The paper tackles the problem of generating robust counterfactual explanations for randomized ensembles, where existing methods often fail with validity below 50% or as low as 20% in high-dimensional cases. The authors develop a method that achieves high robustness with only a small increase in distance from initial observations, supported by theoretical guarantees for convex base learners.

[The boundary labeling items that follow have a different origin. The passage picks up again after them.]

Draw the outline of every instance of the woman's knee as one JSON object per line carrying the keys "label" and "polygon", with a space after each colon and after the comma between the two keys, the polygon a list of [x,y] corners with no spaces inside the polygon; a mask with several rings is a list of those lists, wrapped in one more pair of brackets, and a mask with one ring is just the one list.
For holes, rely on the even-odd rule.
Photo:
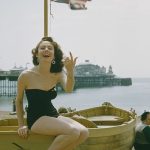
{"label": "woman's knee", "polygon": [[89,137],[89,131],[87,128],[83,128],[80,130],[80,140],[85,141]]}

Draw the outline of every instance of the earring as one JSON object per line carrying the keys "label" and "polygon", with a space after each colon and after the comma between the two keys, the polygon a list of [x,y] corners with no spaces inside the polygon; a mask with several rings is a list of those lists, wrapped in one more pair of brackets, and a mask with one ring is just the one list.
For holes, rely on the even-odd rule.
{"label": "earring", "polygon": [[52,64],[54,65],[55,63],[56,63],[56,61],[53,59],[53,60],[52,60]]}

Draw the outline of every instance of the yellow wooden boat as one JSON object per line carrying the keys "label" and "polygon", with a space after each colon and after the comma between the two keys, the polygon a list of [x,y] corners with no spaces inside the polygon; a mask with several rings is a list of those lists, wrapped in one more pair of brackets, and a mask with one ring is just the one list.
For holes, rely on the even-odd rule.
{"label": "yellow wooden boat", "polygon": [[[99,107],[64,114],[89,129],[89,138],[76,150],[131,150],[136,114],[105,102]],[[28,139],[17,135],[16,116],[0,120],[0,150],[47,150],[53,136],[29,133]]]}

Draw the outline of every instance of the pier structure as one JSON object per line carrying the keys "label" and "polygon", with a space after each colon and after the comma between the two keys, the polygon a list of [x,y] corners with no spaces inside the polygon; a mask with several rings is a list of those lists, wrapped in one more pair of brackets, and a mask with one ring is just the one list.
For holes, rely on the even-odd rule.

Counterfactual explanations describe how to modify a feature vector in order to flip the outcome of a trained classifier. Obtaining robust counterfactual explanations is essential to provide valid algorithmic recourse and meaningful explanations. We study the robustness of explanations of randomized ensembles, which are always subject to algorithmic uncertainty even when the training data is fixed. We formalize the generation of robust counterfactual explanations as a probabilistic problem and show the link between the robustness of ensemble models and the robustness of base learners. We develop a practical method with good empirical performance and support it with theoretical guarantees for ensembles of convex base learners. Our results show that existing methods give surprisingly low robustness: the validity of naive counterfactuals is below $50\%$ on most data sets and can fall to $20\%$ on problems with many features. In contrast, our method achieves high robustness with only a small increase in the distance from counterfactual explanations to their initial observations.